Denying the health insurer's motion to dismiss, the district court concluded that:
  • The text of the ACA Section 1557 statute unambiguously prohibits discrimination by the health insurer "under its entire portfolio."
  • The Trump administration's June 2020 final regulations (though still in effect) therefore did not control the court's analysis—and so the court would not defer to the regulations.
The court applied the two-step Chevron deference analysis in addressing whether deference was owed to the 2020 final regulations. Under this analysis:
  • If a statute's text speaks directly to the precise question, a reviewing court gives effect to Congress's expressed intent.
  • If a statute is silent or ambiguous in expressing Congress's intent, the court defers to an administrative agency's reasonable construction of the statute.
Under the Chevron analysis, the court considered whether Section 1557 prohibited the health insurer (which undisputedly accepted federal financial assistance through the Medicare Advantage coverage it offered) from discriminating against the participants under their plan. Addressing the underlying question of whether the health program was a "health program or activity" for Section 1557 purposes, the court concluded that it was. The court reasoned that the health insurer, as an entity within the health system generally, had authority to design plan benefits and act as a gatekeeper to health services received by participants. The court also observed that Section 1557's reference to "contracts of insurance" indicated that Section 1557 applies to health insurers.
The court rejected the health insurer's two arguments in favor of a narrower interpretation. For example, the insurer posited that "health program or activity" referred only to individual health plans, and that if Congress had intended a broader meaning it would have used language such as "health insurance issuer" or "health maintenance organization" (HMO). Dismissing this argument, the court reasoned that Congress's chosen language meant that it intended the term "health program or activity" to apply broadly.

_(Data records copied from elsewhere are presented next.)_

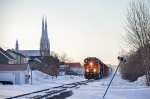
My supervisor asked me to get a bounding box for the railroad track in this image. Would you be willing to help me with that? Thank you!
[6,80,96,99]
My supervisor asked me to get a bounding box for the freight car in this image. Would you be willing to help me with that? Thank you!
[84,57,109,79]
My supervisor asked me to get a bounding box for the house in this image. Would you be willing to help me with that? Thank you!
[0,64,30,84]
[0,47,16,64]
[7,49,29,64]
[65,62,83,74]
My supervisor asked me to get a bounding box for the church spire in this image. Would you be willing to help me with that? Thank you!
[40,17,50,56]
[15,40,19,51]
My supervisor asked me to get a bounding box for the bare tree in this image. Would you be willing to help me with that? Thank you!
[125,0,150,85]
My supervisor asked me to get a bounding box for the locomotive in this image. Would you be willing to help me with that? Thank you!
[84,57,109,79]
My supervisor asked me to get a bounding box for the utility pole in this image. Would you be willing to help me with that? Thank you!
[28,59,34,85]
[103,57,126,98]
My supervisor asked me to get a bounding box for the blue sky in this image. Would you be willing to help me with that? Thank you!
[0,0,131,64]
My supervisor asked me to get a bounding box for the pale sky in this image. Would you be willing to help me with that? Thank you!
[0,0,132,64]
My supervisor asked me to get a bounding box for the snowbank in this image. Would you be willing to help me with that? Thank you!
[0,70,85,99]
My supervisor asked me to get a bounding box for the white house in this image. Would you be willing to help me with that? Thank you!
[7,49,29,64]
[0,64,30,84]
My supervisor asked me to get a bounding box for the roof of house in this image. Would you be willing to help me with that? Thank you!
[7,49,27,58]
[65,62,81,67]
[0,47,15,60]
[0,64,28,71]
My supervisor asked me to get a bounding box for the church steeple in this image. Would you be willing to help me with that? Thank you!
[15,40,19,51]
[40,17,50,56]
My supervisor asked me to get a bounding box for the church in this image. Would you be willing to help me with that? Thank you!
[16,17,50,56]
[15,17,60,76]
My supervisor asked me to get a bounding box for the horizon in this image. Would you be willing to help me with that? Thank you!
[0,0,131,65]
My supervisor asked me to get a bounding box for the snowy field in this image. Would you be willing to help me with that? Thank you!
[0,71,150,99]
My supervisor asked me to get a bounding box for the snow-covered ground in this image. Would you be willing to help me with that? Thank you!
[0,71,150,99]
[0,71,85,99]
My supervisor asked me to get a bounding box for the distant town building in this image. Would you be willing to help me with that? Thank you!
[0,64,30,84]
[7,49,29,64]
[40,17,50,56]
[16,17,50,56]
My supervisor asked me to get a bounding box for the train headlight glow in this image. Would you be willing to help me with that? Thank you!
[93,68,96,72]
[86,69,89,72]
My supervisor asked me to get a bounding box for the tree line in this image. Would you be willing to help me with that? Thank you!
[120,0,150,86]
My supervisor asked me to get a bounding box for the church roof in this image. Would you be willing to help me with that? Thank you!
[0,47,15,60]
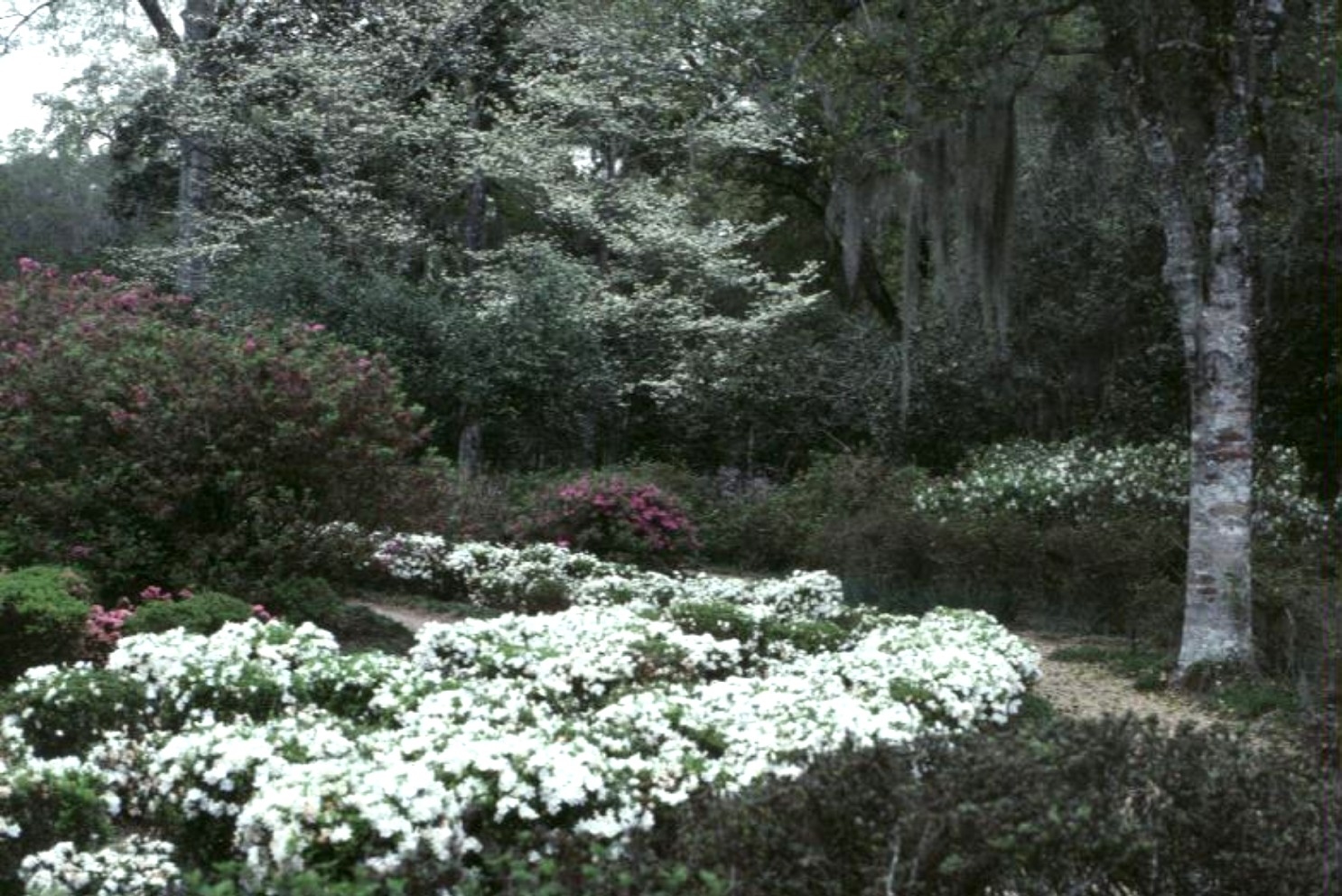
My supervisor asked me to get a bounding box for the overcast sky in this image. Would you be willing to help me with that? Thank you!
[0,47,88,139]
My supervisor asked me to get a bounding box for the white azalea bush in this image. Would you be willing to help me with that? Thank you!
[19,835,182,896]
[0,555,1036,895]
[914,439,1328,546]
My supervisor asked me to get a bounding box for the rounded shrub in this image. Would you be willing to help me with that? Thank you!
[514,476,699,565]
[0,264,427,594]
[0,767,111,896]
[0,566,89,681]
[0,663,147,758]
[122,592,254,634]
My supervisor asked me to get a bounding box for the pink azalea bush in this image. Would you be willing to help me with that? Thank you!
[513,476,701,565]
[83,584,274,666]
[0,259,427,595]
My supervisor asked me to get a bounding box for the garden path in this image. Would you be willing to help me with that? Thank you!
[1016,631,1224,731]
[351,600,1272,741]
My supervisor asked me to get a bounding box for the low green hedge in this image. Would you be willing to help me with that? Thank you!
[0,566,89,683]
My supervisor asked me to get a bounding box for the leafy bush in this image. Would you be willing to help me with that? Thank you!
[0,566,89,681]
[122,592,254,634]
[627,717,1342,896]
[0,664,147,757]
[514,476,699,564]
[915,439,1328,540]
[0,598,1036,893]
[0,761,111,896]
[0,274,425,594]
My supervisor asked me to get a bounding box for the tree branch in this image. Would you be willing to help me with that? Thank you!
[137,0,182,50]
[1044,43,1104,56]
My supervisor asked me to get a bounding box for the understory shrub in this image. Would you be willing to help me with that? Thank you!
[122,592,255,634]
[0,761,113,896]
[613,716,1342,896]
[0,264,425,595]
[0,566,89,684]
[513,476,699,565]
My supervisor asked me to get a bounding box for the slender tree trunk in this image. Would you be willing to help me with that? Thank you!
[177,0,219,295]
[456,409,483,479]
[461,89,487,253]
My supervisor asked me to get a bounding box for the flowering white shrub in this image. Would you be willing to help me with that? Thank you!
[914,440,1328,537]
[0,560,1036,893]
[19,835,182,896]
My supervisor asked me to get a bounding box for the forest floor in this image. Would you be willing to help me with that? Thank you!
[1016,631,1226,731]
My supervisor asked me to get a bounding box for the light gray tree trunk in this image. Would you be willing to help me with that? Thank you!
[1130,0,1283,677]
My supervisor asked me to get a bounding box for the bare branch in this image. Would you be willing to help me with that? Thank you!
[137,0,182,50]
[1044,43,1104,56]
[1155,39,1215,52]
[0,0,61,55]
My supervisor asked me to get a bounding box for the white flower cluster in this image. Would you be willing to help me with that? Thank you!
[0,563,1038,895]
[19,835,182,896]
[914,440,1328,537]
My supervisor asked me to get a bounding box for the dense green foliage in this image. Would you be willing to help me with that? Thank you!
[122,592,252,634]
[0,566,89,683]
[616,717,1342,896]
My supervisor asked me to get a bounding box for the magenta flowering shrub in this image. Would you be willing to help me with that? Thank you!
[513,476,699,565]
[0,260,427,595]
[85,584,193,663]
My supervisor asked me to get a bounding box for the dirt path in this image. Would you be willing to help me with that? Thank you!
[350,600,1255,731]
[1016,631,1224,730]
[348,601,461,631]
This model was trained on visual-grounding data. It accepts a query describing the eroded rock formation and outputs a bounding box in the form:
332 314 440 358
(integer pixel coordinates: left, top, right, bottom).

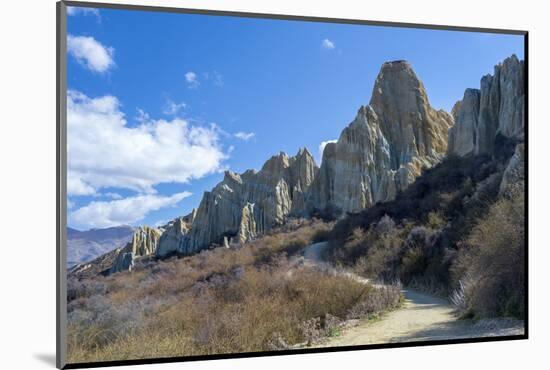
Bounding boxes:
448 55 525 156
311 61 453 212
110 226 162 273
175 149 319 254
156 209 197 257
101 56 524 272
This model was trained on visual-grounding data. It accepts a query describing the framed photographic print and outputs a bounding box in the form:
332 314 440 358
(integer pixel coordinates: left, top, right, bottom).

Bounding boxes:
57 1 528 368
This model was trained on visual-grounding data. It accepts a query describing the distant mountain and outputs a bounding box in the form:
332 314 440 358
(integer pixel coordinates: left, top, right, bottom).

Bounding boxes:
67 225 134 267
71 55 525 278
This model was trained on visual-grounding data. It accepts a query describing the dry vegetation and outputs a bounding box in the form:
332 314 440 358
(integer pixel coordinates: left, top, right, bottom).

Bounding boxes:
326 146 525 318
68 221 401 362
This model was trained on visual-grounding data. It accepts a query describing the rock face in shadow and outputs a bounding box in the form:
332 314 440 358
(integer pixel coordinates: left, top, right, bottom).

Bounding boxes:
448 89 480 156
448 55 525 156
101 56 524 272
310 61 453 212
110 226 162 273
155 209 197 257
499 143 525 197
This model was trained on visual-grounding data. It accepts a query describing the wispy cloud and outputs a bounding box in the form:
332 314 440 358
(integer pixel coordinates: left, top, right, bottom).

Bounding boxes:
233 131 256 141
202 71 223 87
321 39 336 50
67 90 231 196
185 71 200 89
69 191 191 228
162 99 187 116
67 6 101 21
67 35 115 73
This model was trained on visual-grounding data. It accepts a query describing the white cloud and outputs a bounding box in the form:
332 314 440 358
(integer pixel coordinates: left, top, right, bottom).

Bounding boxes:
234 131 256 141
162 99 187 116
202 71 223 87
67 35 115 73
321 39 336 50
67 6 101 21
135 108 151 123
318 139 338 163
185 71 200 89
69 191 191 228
67 176 95 195
67 90 227 195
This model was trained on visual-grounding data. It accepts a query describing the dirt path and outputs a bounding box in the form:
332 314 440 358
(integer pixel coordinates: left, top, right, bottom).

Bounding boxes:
304 243 524 347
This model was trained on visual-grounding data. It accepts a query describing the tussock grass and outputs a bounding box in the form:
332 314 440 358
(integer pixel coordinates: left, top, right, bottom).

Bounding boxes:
68 221 401 362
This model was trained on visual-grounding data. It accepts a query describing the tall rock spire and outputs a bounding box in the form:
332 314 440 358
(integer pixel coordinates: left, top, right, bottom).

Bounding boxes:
310 61 453 212
448 55 525 156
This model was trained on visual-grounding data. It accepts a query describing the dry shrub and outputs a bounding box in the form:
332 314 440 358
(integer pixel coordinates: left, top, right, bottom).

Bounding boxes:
68 221 400 362
453 194 525 318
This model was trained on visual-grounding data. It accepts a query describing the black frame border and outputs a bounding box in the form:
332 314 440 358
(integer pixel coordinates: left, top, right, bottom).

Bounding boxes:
56 0 529 369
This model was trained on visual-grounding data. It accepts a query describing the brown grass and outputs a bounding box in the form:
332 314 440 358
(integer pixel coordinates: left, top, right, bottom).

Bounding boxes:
68 221 400 362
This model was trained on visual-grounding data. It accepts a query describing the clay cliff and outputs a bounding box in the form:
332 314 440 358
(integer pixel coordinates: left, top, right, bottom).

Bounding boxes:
95 56 524 272
448 55 525 156
157 149 319 256
311 61 453 212
110 226 162 273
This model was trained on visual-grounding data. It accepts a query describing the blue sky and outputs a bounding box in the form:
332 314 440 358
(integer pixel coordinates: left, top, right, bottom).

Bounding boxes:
67 8 524 229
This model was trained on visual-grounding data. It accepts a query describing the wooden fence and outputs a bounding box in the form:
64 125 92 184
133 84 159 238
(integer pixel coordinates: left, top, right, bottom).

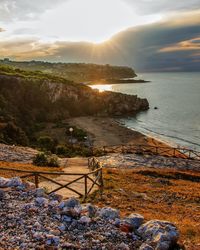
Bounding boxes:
0 159 103 200
99 145 200 161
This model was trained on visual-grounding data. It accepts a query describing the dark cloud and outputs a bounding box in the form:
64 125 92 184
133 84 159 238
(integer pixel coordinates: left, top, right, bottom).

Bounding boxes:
124 0 200 14
0 0 65 22
0 13 200 72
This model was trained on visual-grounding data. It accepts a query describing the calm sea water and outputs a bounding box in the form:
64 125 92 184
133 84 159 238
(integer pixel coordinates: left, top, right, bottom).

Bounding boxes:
91 73 200 150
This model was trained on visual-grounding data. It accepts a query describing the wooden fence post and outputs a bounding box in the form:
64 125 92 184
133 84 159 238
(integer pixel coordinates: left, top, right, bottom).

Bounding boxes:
100 168 103 197
84 174 87 200
35 173 39 188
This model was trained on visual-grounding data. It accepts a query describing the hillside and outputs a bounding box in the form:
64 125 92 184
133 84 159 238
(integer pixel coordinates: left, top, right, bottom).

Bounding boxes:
0 66 149 145
0 59 136 82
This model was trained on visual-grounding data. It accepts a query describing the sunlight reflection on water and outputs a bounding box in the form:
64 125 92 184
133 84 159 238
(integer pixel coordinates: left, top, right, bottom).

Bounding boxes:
90 84 112 92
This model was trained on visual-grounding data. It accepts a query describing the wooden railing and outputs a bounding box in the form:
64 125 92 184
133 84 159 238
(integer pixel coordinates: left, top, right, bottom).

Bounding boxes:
0 164 103 200
98 145 200 161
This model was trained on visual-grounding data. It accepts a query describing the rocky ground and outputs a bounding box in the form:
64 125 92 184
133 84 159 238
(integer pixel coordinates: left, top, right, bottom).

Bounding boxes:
0 177 179 250
0 143 38 163
98 154 200 171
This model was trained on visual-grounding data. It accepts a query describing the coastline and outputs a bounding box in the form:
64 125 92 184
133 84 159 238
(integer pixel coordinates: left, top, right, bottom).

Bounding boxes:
68 116 172 148
85 79 151 86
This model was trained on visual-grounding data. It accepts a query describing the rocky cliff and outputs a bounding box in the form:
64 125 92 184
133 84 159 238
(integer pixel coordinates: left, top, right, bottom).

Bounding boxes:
0 67 149 144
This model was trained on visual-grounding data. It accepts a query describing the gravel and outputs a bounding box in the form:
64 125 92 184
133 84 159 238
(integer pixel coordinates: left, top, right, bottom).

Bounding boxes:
0 177 178 250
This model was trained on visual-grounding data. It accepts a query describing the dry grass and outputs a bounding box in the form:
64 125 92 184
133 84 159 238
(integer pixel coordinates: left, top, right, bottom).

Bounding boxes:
91 168 200 250
0 161 62 180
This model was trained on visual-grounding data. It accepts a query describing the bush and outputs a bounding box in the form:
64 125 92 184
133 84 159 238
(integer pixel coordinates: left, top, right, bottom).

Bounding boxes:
56 145 68 156
33 153 59 167
37 136 54 151
33 153 48 166
48 156 59 167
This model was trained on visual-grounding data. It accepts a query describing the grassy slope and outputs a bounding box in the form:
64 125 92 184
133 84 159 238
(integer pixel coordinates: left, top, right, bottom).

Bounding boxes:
0 60 136 82
90 168 200 250
0 64 74 84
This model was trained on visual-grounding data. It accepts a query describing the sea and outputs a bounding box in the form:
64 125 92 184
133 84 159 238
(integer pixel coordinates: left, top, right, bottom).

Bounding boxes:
92 72 200 151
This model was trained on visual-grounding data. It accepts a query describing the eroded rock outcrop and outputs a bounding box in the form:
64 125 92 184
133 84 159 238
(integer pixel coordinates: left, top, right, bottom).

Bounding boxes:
0 177 179 250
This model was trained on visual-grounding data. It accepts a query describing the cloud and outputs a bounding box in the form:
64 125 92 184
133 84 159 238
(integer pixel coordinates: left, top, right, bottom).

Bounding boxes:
159 37 200 53
123 0 200 15
0 0 65 22
0 12 200 72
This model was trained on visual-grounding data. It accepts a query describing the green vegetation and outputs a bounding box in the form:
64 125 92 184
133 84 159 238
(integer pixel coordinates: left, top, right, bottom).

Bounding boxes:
0 64 74 84
33 153 59 167
0 61 148 152
0 60 136 82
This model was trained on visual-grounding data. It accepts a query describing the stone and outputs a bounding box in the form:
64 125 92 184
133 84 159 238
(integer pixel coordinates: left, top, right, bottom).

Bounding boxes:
117 242 130 250
125 213 144 229
35 197 48 207
138 220 179 250
99 207 120 220
59 197 81 209
49 193 63 202
46 234 60 246
0 177 8 188
79 216 91 224
0 190 5 201
7 177 23 187
35 188 46 197
139 243 154 250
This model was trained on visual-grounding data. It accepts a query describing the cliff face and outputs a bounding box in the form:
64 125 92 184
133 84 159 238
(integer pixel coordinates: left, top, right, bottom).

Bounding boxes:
0 75 149 116
0 74 149 145
40 77 149 116
0 60 136 82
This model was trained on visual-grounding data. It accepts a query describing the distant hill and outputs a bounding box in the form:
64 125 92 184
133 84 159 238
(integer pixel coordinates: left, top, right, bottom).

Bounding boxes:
0 59 137 82
0 64 149 145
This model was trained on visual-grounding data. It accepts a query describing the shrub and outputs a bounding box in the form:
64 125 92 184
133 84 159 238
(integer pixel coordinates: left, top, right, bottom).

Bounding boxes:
33 153 59 167
33 153 48 166
56 145 68 156
37 136 54 151
48 156 59 167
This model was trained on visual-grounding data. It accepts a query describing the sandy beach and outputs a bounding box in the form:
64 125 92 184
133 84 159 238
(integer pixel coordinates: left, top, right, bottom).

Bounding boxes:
69 116 170 147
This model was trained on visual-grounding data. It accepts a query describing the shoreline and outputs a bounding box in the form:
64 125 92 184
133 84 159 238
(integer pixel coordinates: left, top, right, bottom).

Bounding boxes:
68 116 176 148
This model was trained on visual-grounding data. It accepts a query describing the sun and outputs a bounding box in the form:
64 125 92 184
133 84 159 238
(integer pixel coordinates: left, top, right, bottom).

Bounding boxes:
38 0 137 43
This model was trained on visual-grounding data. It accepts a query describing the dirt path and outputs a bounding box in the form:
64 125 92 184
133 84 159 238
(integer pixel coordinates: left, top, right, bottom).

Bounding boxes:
40 157 96 199
69 116 170 147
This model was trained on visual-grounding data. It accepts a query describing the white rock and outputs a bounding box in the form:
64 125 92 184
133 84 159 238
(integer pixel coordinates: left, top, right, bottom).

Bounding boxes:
35 188 46 197
99 207 119 220
59 197 81 209
125 214 144 229
138 220 179 250
79 216 91 224
139 243 154 250
0 177 9 187
35 197 48 207
7 177 23 187
117 242 130 250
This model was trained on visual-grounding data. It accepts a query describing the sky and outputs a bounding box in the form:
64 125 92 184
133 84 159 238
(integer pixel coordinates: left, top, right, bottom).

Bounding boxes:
0 0 200 71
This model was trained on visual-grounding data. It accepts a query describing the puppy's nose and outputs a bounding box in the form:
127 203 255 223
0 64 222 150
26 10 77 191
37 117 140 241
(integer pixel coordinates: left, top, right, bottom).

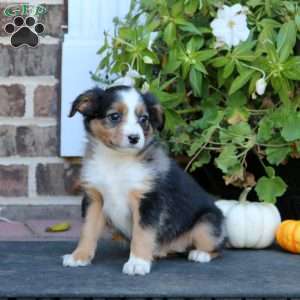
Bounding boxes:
128 134 140 145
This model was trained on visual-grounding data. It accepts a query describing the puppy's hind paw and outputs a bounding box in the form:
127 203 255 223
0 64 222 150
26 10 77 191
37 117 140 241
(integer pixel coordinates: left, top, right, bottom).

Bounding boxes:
63 254 91 267
188 250 212 263
123 255 151 275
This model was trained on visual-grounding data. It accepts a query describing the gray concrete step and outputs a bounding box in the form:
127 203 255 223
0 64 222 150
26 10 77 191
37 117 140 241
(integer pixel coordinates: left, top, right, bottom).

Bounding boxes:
0 240 300 299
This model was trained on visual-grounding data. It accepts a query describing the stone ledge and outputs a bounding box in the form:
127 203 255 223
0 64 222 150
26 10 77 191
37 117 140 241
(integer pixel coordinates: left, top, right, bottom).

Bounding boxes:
0 240 300 299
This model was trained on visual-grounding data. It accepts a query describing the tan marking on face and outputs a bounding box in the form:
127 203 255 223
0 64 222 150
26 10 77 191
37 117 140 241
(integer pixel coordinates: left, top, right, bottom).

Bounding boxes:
129 190 156 260
135 102 147 116
90 119 122 146
109 101 128 115
72 188 105 261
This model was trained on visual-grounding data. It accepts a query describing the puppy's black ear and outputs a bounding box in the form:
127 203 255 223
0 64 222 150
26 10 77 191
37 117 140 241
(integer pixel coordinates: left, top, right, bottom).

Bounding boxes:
69 87 104 118
142 93 165 131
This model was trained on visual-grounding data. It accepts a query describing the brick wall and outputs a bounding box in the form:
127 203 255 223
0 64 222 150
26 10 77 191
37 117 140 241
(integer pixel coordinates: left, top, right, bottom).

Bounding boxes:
0 0 80 205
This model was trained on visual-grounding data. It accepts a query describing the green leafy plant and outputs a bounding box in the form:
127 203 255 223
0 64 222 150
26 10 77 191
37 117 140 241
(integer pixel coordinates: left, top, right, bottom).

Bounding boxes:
93 0 300 202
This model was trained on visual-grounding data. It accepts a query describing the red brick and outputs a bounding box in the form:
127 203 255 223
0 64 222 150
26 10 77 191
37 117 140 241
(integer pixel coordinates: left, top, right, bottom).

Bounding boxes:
0 126 16 156
35 163 81 195
0 84 25 117
35 163 66 195
0 165 28 197
16 126 58 156
64 164 81 195
34 85 57 117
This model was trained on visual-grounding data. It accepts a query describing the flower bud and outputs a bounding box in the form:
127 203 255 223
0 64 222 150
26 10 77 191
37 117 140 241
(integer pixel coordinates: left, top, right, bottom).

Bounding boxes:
255 77 267 96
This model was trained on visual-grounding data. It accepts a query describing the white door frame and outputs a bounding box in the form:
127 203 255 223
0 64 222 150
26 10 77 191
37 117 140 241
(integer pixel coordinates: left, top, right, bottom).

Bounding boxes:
60 0 130 157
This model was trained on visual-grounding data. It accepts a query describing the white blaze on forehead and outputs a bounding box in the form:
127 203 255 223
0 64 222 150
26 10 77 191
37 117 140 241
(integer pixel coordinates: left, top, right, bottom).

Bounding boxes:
118 88 145 149
118 89 141 116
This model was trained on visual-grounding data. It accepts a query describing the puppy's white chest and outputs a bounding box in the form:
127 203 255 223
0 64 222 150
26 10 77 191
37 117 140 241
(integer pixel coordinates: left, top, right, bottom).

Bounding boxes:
103 187 132 238
82 150 151 238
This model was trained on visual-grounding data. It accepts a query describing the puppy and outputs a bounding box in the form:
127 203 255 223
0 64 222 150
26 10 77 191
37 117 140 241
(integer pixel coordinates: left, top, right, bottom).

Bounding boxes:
63 86 224 275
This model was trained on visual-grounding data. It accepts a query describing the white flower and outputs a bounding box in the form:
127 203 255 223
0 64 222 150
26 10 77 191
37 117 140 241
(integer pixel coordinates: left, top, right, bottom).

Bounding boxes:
148 31 158 51
210 4 250 47
110 65 145 87
255 77 267 96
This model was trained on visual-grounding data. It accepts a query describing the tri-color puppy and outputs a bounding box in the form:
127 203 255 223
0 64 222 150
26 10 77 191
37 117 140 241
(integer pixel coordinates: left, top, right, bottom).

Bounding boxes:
63 86 224 275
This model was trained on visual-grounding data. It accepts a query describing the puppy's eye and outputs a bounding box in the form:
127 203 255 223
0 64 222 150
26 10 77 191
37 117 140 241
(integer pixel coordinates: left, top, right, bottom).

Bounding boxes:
139 115 149 125
107 113 121 123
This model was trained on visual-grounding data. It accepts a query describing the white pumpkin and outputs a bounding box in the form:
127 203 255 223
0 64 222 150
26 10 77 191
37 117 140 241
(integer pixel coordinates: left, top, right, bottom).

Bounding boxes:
216 188 281 249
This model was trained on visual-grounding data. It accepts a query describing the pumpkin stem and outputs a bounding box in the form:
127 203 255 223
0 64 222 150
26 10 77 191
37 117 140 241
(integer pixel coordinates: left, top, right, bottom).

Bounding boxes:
239 187 252 202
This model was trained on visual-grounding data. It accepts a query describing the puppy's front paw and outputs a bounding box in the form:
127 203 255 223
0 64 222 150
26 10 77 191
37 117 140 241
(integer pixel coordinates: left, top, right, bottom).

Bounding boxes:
188 250 212 263
63 254 91 267
123 255 151 275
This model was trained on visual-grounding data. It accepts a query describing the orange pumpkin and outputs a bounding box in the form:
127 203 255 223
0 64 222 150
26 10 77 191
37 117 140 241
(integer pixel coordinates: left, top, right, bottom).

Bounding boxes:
276 220 300 253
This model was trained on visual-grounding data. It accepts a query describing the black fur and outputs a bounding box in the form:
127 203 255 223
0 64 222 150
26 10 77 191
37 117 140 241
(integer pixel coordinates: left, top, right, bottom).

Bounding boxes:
140 161 223 247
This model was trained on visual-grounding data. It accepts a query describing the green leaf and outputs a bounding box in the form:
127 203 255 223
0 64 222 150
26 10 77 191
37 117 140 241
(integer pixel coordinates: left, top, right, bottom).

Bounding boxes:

As a result, the court held that participants had stated a claim on which relief could be granted.

Practical Impact

Health insurers will not be pleased by the outcome of this case, which essentially sidesteps Trump administration final rules that significantly reduced Section 1557's applicability. Complicating the next steps in this litigation, the Biden administration has indicated in another Section 1557 case that its review of the Trump-era final regulations may result in changes to those regulations. Presumably, this will mean returning the regulations to a version that more closely resembles the May 2016 Obama administration rules. Notably, the district court concludes that the health insurer must comply with Section 1557 not only regarding the particular plans at issue in the litigation—but as to its entire portfolio. That will be no small compliance burden for this insurer (The Health Plan of West Virginia), which offers a wide array of coverages throughout the state of West Virginia.